Researchers reviewed data on hundreds of women approaching menopause and found that the presence of cadmium, mercury and arsenic in their urine was connected to low levels of anti-Müllerian hormone. AMH measures ovarian reserve, or the number of eggs available for fertilization or menstruation. Menopause is the time of life when hormone depletion ends monthly menstruation and sets off many changes to women’s health and wellness.
The observed magnitude of associations between heavy metals and AMH was stronger than the association between smoking and AMH, which is a known risk factor for depleted ovarian reserve, according to the study published Jan. 25 in The Journal of Clinical Endocrinology & Metabolism.
“Widespread exposure to toxins in heavy metals may have a big impact on health problems linked to earlier aging of the ovaries in middle-aged women, such as hot flashes, bone weakening and osteoporosis, higher chances of heart disease, and cognitive decline,” said study author Sung Kyun Park, associate professor of epidemiology and environmental health sciences at the U-M School of Public Health.
“Our study linked heavy metal exposure to lower levels of anti-Müllerian hormone in middle-aged women. AMH tells us roughly how many eggs are left in a woman’s ovaries. It’s like a biological clock for the ovaries that can hint at health risks in middle age and later in life.”
Using data from the longitudinal Study of Women’s Health Across the Nation, Park and colleagues reviewed 2,252 repeated measurements of AMH in 549 women within 10 years after their final menstrual period.

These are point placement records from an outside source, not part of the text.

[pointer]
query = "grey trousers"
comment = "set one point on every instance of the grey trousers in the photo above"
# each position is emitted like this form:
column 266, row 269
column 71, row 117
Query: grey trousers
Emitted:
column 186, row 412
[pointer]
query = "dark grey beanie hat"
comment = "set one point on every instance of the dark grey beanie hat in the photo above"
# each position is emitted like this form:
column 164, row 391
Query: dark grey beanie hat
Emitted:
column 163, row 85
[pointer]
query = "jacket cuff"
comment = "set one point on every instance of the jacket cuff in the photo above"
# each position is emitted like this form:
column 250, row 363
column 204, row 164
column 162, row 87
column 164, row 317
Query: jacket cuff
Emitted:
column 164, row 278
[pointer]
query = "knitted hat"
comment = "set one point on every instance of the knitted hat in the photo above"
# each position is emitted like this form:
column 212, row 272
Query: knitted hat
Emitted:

The women in the study were ages 45 to 56 were ethnically diverse: 45% white, 21% Black, 15% Chinese and 19% Japanese.
“Given that heavy metals are widespread in the general population and urinary metal concentrations measured in our study were comparable to the general female population across the United States, the potential adverse effects of heavy metals on ovarian function should be of significant public health concern,” Park said.
Arsenic, cadmium, mercury and lead are commonly found in drinking water, air pollution and some foods, notably seafood and rice. The metals are considered endocrine-disrupting chemicals that can cause infertility, cancers and other diseases.
Prior research offers toxicological evidence that heavy metals may negatively affect reproductive health. Only a few studies have explored associations of cadmium and lead with AMH, reporting that cadmium may alter AMH concentrations in pregnant women and premenopausal women ages 30 to 45. The new study focused on perimenopausal women.
This information may enable researchers to address adverse health outcomes known to be associated with metals and with reproductive hormone changes such as premature menopause, bone loss and osteoporosis, increased risks of cardiovascular disease, cognitive decline and vasomotor symptoms, according to the study authors.
“We see this significant public health concern, which may also have implications for women of all ages,” Park said.
The researchers say their findings require further investigation, particularly in a younger population, to fully understand the role of heavy metals as potential ovarian toxicants that diminish ovarian reserves.
Study co-authors include: Ning Ding, Xin Wang, Siobán Harlow and John Randolph Jr. of U-M and Ellen Gold of the University of California, Davis.